Le commandement fut à l’instant exécuté, et les coalisés faisant volte-face, s’élancèrent dans une rue qui était derrière eux ; par malheur cette prétendue rue n’en était pas une et n’en avait que l’apparence : c’était ce que de nos jours on appelle une impasse et ce que nos pères nommaient franchement un cul de sac ! dans ce défilé étroit, où presque toute l’armée alliée était venue s’engouffrer, la résistance était inutile : il n’y avait plus rien à espérer… pas même une déroute… car la fuite devenait impossible, et la victoire de Pérès était complète.

Il en usa avec plus de modération qu’on n’aurait pu le croire dans l’enivrement du triomphe ; peut-être aussi l’embarras de garder tant de captifs contribua-t-il, autant que la clémence, au parti généreux qu’il adopta ; il se contenta d’emmener prisonniers Piquillo et Pedralvi, et renvoya dans leurs foyers respectifs ceux qui en avaient. Quant à ceux qui n’en avaient pas, on les laissa libres sur parole et sur le pavé du roi.

L’intention du sergent était de conduire lui-même en lieu sûr les deux jeunes chefs de l’insurrection ; mais le jour baissait, et déjà l’on entendait retentir par toute la ville le son des clairons et des tambours municipaux. Le roi se disposait à faire son entrée aux flambeaux, et il n’y avait pas de temps à perdre pour gagner la Taconnera et se mettre en ligne avec sa compagnie ! Pérès chargea donc deux de ses hommes d’armes de conduire les deux prisonniers chez lui à l’hôtellerie du Soleil-d’Or, de les enfermer dans une cave vide qu’il désigna spécialement à cet effet, et de revenir au plus vite le rejoindre à l’endroit où la compagnie devait se tenir pour le passage de Sa Majesté.

Chargés des instructions de leur chef, qu’ils promirent d’exécuter avec célérité et intelligence, les deux hommes d’armes improvisés partirent, emmenant leurs prisonniers, dont ils répondaient corps pour corps.
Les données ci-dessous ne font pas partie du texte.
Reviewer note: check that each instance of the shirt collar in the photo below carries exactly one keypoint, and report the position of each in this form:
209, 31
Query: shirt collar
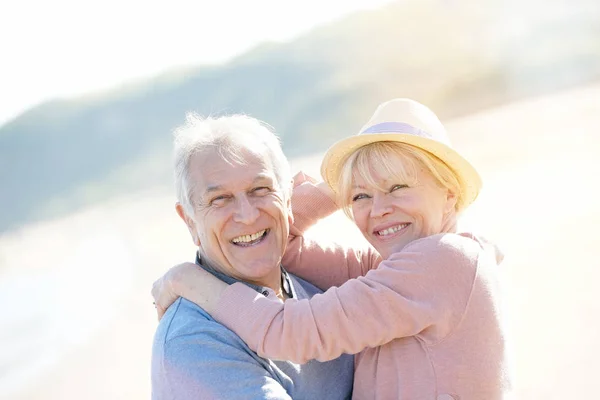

Quant à nos deux héros, vaincus mais non découragés, ils marchaient en silence, échangeant seulement des regards qui voulaient dire : que faire ? qu’allons-nous devenir ? comment nous sauver ? Et Piquillo, il faut lui rendre justice, ne pensait point à lui dans ce moment ; il ne rêvait qu’aux moyens de délivrer son compagnon ! Mais quoiqu’il ne manquât ni de sagacité, ni d’esprit, ni d’audace, l’entreprise était presque impossible ; leurs gardiens les avaient pris, non pas au collet, ce qui, vu l’état délabré de leurs vêtements, aurait offert peu de prise et surtout peu de sûreté, mais, grands, forts el vigoureux, ils tenaient et serraient par le bras les deux jeunes enfants, dont l’un était faible et maladif, et dont les petites jambes avaient peine à suivre les pas rapides de son guide. Cependant, et dans un endroit de la rue où le soleil avait changé la boue en poussière, Piquillo feignit de trébucher et tomba une main en terre ; nous avons dit que de l’autre il était retenu par son gardien, qui le releva brutalement et avec une rude secousse ; mais en touchant le sol, l’enfant avait ramassé une poignée de poussière, que sa main fermée serrait précieusement, et, au détour d’une rue, il la lança dans les yeux du hallebardier qui tenait Pedralvi, en lui criant : Sauve-toi, frère ! Celui-ci ne se le fit pas dire deux fois et s’élança rapidement, en jetant sur son compagnon un regard de reconnaissance et de dévouement qui semblait lui dire : À bientôt !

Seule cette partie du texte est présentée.